On Stephanie Lee’s public Facebook page, you can follow the prolific writer’s random thoughts, articles that she’s written, and whatever else she decides to post on social media because apparently if you don’t post on social media you don’t really exist.
Stephanie Lee’s personal Facebook account is reserved for stalking her friends and family. And Poking people whenever appropriate.
Wait, why am I still writing in third person…?
Hold Da Phone…Why Does This Page Exist?
When one of the most common first names teams up with one of the most common surnames in the world, you get 87 million search results for “Stephanie Lee” on Google.
So it’s entirely possible that the Stephanie Lee whose page this belongs to isn’t the Stephanie Lee you’re looking for. Sorry to have wasted your time if you were hoping to find the Korean model/actress.

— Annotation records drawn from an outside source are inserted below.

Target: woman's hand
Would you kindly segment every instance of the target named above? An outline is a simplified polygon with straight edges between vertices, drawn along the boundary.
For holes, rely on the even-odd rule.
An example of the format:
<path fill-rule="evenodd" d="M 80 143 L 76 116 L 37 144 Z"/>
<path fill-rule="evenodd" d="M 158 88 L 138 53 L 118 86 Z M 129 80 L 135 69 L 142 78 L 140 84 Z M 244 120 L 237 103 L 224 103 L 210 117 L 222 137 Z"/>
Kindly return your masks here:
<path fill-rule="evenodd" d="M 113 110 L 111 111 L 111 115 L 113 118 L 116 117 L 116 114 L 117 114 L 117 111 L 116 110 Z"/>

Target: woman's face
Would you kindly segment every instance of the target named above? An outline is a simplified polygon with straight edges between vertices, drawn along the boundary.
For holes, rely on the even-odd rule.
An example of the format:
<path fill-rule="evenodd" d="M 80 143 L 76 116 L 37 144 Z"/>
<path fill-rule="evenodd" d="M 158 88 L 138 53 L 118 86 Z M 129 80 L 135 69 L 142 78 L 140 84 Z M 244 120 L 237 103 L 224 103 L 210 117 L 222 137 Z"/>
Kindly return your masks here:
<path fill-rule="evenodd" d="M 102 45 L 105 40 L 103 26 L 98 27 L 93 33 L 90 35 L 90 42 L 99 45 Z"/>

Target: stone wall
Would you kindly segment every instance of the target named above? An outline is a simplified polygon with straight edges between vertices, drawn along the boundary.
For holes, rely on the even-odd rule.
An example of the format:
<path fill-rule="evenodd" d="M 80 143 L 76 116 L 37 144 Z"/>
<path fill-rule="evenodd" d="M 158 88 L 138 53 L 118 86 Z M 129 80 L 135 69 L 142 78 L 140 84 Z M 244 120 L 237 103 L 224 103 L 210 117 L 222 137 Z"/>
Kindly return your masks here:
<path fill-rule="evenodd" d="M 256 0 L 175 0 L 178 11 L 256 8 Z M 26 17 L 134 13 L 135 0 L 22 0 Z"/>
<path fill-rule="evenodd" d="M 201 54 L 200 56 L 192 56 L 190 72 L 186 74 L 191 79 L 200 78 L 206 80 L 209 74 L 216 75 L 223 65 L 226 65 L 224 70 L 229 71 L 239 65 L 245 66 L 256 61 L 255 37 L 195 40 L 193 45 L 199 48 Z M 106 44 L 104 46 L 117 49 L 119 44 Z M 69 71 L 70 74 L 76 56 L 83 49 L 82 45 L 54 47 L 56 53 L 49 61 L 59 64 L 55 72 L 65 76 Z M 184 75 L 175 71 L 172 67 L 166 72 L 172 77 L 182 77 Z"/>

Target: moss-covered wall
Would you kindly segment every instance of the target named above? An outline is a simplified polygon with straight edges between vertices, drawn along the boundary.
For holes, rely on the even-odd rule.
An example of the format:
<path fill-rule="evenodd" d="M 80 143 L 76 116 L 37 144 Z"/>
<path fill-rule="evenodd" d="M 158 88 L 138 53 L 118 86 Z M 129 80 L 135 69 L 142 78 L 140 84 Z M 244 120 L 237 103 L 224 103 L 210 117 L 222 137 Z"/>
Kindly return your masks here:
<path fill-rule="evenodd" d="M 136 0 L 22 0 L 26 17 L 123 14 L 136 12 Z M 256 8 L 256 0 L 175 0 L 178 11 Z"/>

But I demand to be a unique snowflake, so I created this page to set the record straight and make it easier for you:
I am Stephanie Lee. I am a writing coach and writer, whose writing can be found on Lifehacker, Thrillist, The New York Times, and more. Here’s a small sample of my writing. My students and clients can also be found in Forbes, Thrive Global, Matador Network, CNBC, Washington Post, New York Times, and more.
People tell me it’s good shit, but you be the judge.
Also, if you couldn’t tell, I love being silly because life is too short to be confused by all the Stephanie Lee’s in the world.